The negotiations had been marked by increasingly heated exchanges. On Monday, the Pacific Maritime Association, which represents shippers and terminals, accused the International Longshore and Warehouse Union, which represents dock workers, of having staged “disruptive actions” that diverged from its public statements.
The ILWU, in turn, accused the port operators of manipulating media coverage of the disruptions to influence the negotiations.
Gene Seroka, executive director of the Port of Los Angeles, said the tentative agreement “brings the stability and confidence that customers have been seeking”.
In a joint statement, Pacific Maritime Association president James McKenna and ILWU chief Willie Adams praised the deal, adding: “We are also pleased to turn our full attention back to the operation of the West Coast Ports.”
Importers had been braced for shortages and higher prices as the dispute escalated, with agricultural exporters expected to be among the first to be hit.

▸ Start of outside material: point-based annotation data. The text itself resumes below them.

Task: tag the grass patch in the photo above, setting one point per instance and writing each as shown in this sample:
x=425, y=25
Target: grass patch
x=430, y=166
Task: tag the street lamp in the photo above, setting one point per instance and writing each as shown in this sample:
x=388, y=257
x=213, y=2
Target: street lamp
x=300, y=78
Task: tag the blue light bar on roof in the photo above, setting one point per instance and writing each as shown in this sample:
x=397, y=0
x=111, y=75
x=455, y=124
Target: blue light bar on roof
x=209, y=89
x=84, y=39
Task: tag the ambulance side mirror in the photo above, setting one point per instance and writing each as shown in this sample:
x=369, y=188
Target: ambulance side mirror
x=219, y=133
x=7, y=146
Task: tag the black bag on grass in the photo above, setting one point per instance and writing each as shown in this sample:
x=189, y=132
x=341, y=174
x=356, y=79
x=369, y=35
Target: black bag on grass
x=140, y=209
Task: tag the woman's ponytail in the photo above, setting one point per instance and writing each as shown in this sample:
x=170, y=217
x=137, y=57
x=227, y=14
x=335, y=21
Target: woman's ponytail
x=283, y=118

Delays had also forced beef shippers to freeze raw products that were supposed to be delivered chilled, reducing their profits by as much as 80 per cent and damaging relationships with Asian buyers, said Peter Friedmann, executive director of the Agriculture Transportation Coalition, a trade group that represents shippers.
The labour dispute had threatened to disrupt the busy shipping period as retailers prepared to stock up for the holiday season. Many were already at historically low inventory levels after rising interest rates led some to slim down their safety stock, noted Brian Pacula, a supply chain expert at consultancy West Monroe.
The Port of Los Angeles, the busiest in the US, has handled 27 per cent fewer containers this year than in the first five months of 2022.
The negotiations, however, took place against a backdrop of falling pressure on US supply chains compared with the strains during the coronavirus pandemic.
The average price for shipping a container from Asia to the US west coast jumped 19 per cent to $1,569 last week as port obstructions mounted, but this remained 85 per cent lower than a year earlier, according to Freightos, a freight data provider.